Je pense, enfin, aux dérogations accordées par voie administrative, soit dans le cas des « dimanches du maire », soit dans le cas des PUCE à Paris, Lille et Marseille, soit par autorisation préfectorale.
Le Gouvernement souhaite créer trois nouvelles zones dans lesquelles le travail dominical serait permis sous conditions : les zones touristiques internationales, à Paris, Deauville, Cannes et Nice, bénéficiant d’un afflux de touristes étrangers ; les zones commerciales, remplaçant les PUCE de la loi Mallié et permettant leur généralisation sur le territoire ; les zones touristiques, regroupant les « communes d’intérêt touristique ou thermales » et les « zones touristiques d’affluence exceptionnelle ou d’animation culturelle permanente ».
Il prévoit également d’augmenter de cinq à douze le nombre de « dimanches du maire », de fixer la durée des autorisations d’ouverture administratives à trois ans – nous y reviendrons – et d’autoriser l’ouverture toute la journée des commerces dans l’emprise des grandes gares.

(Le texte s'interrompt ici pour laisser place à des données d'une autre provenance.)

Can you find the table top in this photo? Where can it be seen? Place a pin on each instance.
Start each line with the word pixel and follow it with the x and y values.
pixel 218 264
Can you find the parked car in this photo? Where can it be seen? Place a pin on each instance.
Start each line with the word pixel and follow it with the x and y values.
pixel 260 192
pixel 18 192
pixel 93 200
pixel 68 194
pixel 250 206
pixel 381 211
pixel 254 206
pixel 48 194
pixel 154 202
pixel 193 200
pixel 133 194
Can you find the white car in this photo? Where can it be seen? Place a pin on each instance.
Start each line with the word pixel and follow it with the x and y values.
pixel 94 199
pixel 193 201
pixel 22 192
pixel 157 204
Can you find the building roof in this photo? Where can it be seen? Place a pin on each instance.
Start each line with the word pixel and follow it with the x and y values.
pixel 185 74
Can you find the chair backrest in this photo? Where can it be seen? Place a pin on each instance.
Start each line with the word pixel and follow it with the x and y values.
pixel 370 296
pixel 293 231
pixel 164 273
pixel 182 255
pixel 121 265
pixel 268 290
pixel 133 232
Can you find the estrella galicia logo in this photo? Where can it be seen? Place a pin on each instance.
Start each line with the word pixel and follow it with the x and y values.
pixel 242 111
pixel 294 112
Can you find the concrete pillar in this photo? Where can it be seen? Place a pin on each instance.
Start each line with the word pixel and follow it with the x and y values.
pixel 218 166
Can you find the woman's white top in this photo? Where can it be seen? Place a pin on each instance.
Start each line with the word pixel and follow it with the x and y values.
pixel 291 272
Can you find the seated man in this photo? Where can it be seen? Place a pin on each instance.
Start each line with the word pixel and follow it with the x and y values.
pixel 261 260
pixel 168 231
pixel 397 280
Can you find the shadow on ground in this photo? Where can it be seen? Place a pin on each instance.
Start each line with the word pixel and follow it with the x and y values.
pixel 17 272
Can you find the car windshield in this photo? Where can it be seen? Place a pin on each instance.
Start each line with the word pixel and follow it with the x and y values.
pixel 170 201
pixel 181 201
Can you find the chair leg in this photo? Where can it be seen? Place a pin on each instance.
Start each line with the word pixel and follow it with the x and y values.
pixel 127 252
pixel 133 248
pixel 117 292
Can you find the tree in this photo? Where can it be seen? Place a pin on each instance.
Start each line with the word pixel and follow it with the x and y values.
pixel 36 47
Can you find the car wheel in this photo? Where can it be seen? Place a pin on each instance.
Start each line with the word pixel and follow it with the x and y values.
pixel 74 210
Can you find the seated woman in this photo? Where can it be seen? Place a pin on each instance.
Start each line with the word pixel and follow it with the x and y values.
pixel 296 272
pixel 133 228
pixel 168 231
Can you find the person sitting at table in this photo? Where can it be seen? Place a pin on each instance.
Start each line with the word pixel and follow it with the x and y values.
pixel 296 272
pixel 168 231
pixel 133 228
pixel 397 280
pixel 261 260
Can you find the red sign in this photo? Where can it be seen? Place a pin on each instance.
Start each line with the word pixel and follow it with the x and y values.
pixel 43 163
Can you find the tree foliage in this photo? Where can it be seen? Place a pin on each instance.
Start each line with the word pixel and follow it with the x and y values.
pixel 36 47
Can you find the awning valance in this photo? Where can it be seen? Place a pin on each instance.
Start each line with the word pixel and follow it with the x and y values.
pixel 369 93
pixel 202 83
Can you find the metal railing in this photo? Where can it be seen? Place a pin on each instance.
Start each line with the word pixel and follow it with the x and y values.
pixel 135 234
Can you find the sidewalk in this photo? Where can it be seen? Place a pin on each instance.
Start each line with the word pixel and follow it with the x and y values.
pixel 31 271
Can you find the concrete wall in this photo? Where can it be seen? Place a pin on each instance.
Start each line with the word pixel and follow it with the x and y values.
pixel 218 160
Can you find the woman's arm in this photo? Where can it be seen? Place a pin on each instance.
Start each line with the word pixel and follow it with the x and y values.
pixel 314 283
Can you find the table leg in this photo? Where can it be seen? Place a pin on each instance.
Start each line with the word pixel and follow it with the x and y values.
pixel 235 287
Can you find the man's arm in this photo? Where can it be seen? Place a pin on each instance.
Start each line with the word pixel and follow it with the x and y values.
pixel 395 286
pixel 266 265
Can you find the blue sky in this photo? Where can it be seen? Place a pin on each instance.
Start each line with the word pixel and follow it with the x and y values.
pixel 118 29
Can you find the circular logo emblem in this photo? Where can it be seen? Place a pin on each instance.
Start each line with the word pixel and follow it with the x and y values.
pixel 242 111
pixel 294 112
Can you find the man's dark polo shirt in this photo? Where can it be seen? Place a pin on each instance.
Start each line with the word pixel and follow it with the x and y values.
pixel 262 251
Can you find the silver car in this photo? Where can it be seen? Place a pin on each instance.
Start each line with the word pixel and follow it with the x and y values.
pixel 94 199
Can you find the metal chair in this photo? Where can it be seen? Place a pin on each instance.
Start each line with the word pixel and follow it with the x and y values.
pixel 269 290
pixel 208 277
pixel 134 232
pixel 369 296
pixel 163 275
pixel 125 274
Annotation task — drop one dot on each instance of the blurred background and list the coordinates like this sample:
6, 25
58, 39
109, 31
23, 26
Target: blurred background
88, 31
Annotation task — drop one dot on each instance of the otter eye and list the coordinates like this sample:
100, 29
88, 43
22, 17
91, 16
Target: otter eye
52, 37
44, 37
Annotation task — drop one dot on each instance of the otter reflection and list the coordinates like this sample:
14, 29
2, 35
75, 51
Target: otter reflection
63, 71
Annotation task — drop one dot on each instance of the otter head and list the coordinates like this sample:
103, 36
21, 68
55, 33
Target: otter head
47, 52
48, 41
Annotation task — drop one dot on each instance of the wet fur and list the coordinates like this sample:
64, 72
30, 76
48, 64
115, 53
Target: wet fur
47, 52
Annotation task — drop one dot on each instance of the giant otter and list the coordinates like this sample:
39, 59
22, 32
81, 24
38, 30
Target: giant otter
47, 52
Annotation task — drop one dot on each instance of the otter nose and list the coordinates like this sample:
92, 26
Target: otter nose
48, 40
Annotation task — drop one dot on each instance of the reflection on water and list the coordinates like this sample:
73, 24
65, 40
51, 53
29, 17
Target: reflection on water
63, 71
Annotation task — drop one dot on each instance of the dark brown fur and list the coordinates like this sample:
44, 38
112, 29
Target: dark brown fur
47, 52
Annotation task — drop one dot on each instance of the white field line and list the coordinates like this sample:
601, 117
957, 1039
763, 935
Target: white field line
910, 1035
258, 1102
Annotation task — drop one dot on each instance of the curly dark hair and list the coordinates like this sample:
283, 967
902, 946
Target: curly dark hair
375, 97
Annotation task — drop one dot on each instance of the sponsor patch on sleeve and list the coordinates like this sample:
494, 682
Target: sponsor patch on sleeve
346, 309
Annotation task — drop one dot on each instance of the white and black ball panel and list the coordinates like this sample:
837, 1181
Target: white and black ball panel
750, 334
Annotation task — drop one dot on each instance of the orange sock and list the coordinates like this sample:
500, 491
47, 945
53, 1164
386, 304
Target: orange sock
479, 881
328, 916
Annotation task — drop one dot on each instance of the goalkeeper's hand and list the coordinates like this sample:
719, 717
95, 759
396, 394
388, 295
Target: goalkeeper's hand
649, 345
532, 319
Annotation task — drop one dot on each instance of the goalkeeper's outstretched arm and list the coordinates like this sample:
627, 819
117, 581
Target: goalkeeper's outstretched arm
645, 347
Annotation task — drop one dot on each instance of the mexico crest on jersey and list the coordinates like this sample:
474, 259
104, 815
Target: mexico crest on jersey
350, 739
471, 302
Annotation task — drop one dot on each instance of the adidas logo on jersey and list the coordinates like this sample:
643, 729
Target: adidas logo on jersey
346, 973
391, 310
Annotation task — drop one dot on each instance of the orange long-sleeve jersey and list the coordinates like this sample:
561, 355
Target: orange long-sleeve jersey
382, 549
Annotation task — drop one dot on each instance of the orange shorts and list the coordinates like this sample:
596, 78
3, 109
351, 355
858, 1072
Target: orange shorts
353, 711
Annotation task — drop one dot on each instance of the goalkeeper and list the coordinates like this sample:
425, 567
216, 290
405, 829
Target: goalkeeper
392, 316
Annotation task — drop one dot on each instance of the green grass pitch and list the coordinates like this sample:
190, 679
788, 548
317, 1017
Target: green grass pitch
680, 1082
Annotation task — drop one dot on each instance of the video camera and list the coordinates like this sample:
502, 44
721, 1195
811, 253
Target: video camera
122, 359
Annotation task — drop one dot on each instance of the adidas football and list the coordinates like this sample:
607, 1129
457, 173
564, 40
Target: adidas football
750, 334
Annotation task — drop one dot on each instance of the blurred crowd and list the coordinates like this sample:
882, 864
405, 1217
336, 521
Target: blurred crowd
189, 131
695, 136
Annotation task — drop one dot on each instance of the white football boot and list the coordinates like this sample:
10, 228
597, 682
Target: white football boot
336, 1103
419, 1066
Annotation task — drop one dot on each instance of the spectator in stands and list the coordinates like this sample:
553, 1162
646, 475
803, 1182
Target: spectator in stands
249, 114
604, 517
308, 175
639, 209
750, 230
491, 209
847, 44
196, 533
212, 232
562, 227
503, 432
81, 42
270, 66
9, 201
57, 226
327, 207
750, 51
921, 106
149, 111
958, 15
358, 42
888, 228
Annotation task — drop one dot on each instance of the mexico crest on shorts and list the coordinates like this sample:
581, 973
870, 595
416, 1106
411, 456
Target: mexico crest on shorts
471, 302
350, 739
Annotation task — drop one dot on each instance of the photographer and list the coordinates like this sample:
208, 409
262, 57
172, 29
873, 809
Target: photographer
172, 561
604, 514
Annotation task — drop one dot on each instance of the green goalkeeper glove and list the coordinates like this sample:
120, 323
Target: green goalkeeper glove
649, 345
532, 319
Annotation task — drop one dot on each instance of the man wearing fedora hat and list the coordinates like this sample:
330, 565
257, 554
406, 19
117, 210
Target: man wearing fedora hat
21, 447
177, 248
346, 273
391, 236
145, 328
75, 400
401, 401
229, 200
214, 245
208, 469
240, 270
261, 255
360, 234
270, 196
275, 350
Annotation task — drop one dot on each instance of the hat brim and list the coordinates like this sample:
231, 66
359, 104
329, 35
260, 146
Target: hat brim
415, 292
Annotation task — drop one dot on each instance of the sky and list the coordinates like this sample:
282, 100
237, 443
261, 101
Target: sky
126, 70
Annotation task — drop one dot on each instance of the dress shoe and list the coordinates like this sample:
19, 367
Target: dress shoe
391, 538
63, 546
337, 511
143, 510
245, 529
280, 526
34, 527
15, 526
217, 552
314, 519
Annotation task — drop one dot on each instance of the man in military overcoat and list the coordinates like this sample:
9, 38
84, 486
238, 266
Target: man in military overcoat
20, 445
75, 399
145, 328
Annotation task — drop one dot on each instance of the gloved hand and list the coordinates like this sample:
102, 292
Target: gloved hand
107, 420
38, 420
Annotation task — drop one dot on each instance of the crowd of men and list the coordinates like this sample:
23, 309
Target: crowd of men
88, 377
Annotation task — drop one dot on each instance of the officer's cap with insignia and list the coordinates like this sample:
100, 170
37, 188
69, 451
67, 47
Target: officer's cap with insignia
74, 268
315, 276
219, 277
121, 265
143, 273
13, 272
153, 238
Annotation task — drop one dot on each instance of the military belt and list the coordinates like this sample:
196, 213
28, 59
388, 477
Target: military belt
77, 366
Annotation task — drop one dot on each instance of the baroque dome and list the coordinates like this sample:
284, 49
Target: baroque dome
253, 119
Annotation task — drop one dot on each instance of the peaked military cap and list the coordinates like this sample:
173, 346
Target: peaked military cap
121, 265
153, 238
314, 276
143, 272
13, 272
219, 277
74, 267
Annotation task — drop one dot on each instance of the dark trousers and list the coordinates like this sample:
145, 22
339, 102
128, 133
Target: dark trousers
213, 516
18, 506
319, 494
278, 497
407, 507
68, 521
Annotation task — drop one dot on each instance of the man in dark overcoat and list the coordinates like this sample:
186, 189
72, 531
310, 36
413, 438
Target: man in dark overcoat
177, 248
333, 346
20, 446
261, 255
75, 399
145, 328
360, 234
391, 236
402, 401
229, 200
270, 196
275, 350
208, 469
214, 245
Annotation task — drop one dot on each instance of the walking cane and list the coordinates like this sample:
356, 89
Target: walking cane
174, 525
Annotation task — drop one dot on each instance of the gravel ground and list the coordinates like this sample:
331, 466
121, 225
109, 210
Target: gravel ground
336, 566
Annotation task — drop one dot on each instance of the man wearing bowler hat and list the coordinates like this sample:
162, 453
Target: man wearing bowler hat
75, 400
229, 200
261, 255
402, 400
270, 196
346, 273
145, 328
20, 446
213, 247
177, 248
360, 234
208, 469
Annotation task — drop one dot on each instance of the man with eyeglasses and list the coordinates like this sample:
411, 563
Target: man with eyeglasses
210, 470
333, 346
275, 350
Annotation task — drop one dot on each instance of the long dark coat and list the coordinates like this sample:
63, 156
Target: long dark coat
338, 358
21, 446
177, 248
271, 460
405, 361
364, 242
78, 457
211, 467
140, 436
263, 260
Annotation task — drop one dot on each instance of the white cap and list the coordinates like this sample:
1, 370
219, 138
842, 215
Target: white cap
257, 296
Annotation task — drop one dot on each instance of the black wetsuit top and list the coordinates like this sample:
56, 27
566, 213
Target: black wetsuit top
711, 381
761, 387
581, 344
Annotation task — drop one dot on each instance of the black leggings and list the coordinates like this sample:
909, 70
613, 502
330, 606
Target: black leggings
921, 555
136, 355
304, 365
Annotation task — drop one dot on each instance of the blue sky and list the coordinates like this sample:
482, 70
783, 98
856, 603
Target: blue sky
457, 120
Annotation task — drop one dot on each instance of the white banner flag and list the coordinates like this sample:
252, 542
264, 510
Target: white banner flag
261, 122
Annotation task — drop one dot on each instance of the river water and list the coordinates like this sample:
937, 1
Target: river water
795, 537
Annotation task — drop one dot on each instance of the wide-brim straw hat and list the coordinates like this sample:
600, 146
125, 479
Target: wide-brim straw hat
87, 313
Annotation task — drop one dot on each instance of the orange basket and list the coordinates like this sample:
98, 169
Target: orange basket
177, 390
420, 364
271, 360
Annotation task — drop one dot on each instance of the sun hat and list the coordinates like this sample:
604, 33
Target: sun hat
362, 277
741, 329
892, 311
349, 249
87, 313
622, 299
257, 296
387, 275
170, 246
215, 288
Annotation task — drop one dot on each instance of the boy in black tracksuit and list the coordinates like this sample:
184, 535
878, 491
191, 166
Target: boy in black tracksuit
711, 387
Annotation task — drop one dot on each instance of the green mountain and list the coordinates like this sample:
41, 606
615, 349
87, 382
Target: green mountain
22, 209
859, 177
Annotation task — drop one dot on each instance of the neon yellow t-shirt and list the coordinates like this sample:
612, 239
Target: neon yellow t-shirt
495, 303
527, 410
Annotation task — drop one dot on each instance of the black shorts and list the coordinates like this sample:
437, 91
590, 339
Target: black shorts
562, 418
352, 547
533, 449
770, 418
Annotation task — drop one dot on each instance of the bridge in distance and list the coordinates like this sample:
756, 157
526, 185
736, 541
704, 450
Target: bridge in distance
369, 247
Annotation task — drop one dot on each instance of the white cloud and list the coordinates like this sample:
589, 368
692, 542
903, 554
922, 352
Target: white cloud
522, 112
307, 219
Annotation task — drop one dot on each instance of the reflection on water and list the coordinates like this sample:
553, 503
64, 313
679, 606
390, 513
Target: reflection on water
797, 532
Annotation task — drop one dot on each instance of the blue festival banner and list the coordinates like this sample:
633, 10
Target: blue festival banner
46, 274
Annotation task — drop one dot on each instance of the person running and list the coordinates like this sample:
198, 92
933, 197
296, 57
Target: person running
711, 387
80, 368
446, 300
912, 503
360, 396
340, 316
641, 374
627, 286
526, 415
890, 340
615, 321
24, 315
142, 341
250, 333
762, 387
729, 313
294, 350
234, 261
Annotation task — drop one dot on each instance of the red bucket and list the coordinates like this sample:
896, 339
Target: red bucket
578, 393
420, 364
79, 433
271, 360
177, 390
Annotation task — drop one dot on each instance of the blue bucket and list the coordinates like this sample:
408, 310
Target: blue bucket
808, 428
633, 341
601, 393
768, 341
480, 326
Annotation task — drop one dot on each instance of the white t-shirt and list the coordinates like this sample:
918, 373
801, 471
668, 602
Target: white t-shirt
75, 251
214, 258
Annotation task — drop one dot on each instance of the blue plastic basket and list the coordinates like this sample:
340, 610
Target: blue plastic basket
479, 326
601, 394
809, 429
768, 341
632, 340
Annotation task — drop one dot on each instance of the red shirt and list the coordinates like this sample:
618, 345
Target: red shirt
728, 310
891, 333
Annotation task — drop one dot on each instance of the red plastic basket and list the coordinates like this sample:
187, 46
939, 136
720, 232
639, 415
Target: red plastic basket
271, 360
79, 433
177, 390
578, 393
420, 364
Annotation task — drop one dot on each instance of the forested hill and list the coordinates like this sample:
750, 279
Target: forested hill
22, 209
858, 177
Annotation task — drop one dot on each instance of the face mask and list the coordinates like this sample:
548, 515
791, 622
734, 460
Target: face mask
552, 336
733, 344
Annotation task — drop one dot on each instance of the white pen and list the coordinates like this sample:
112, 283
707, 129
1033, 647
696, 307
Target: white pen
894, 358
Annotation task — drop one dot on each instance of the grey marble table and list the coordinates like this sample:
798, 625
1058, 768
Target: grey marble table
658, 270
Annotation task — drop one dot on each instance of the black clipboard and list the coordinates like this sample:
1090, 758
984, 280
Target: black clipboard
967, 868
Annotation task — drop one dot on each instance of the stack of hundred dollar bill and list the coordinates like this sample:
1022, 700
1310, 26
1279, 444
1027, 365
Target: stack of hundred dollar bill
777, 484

En un mot, ce qui nous est proposé ici, c’est la diffusion et la généralisation du travail dominical sur le territoire. À quelle fin ? L’emploi, nous dit-on… On nous promet des milliers d’emplois créés, une « libération » des énergies et plus de « souplesse » – le mot revient souvent, à droite comme à gauche – donnée aux entreprises.
Toutefois, pour qu’il y ait de l’emploi, il faut qu’il y ait de la consommation ! Il faut des gens pour acheter et faire vivre les entreprises. Certes, je peux concevoir que des touristes chinois consomment dans les zones touristiques internationales ou que des touristes russes fassent des emplettes à Nice le dimanche !
Mme Dominique Estrosi Sassone, corapporteur de la commission spéciale. Oui ! À Nice ! (Sourires.)
M. Jean Desessard. Pour le reste, si les commerces destinés aux consommateurs français sont désormais ouverts, les personnes qui achèteront un bien le dimanche ne l’achèteront pas en semaine. Il s’agit simplement d’un autre rythme de consommation.
Les écologistes sont pour la réduction du temps de travail. Travailler moins, c’est accorder plus de temps à ses proches ou à sa famille ; c’est avoir plus de temps pour s’occuper de l’éducation de ses enfants, pour s’instruire, pour aider les autres. Généraliser le travail du dimanche, c’est briser ces rythmes de vie communs, qui fondent notre société ! Où sera la vie commune quand les travailleurs récupéreront leurs jours travaillés le dimanche à travers toute la semaine ? Où seront les temps d’échange et de partage dans la famille ?
Vous vous plaignez d’un manque d’éducation au sein de certaines familles. Mais comment les personnes qui travailleront le dimanche pourront-elles éduquer leurs enfants sans les voir ? Soyez logiques ! Vous ne pouvez pas demander une chose et son contraire.
C’est le même esprit qui est à l’œuvre pour le travail nocturne. Aujourd’hui, celui-ci commence à vingt et une heures. Il nous est proposé de repousser le seuil à minuit dans les zones internationales, soit encore trois heures de moins pour soi, sa famille et ses amis !
Au demeurant, et cela a déjà été souligné, le travail de nuit comporte des risques réels et avérés pour la santé des travailleurs : troubles digestifs et déséquilibre nutritionnel, désadaptation et isolement social, risques cardiovasculaires accrus, probabilité plus élevée de cancers, notamment du sein et colorectal, et, chez les femmes enceintes, risque plus élevé de prématurité et fausses couches. Ce n’est pas moi qui le dis ; cela figure sur le site du ministère du travail. D’ailleurs, le ministre concerné n’est pas là, et de telles informations ne figurent naturellement pas sur le site du ministère de l’économie !
À nos yeux, inciter les salariés à se mettre en danger pour leur travail ne constitue pas une réponse satisfaisante au problème du chômage.
Dédier sa vie à la consommation, briser les rythmes partagés de travail et de repos, parfois au mépris de la santé des travailleurs, voilà ce qui nous est proposé dans ce chapitre du projet de loi. C’est pourquoi les écologistes demanderont la suppression de la plupart des articles qui le composent ! (M. Pierre-Yves Collombat applaudit.)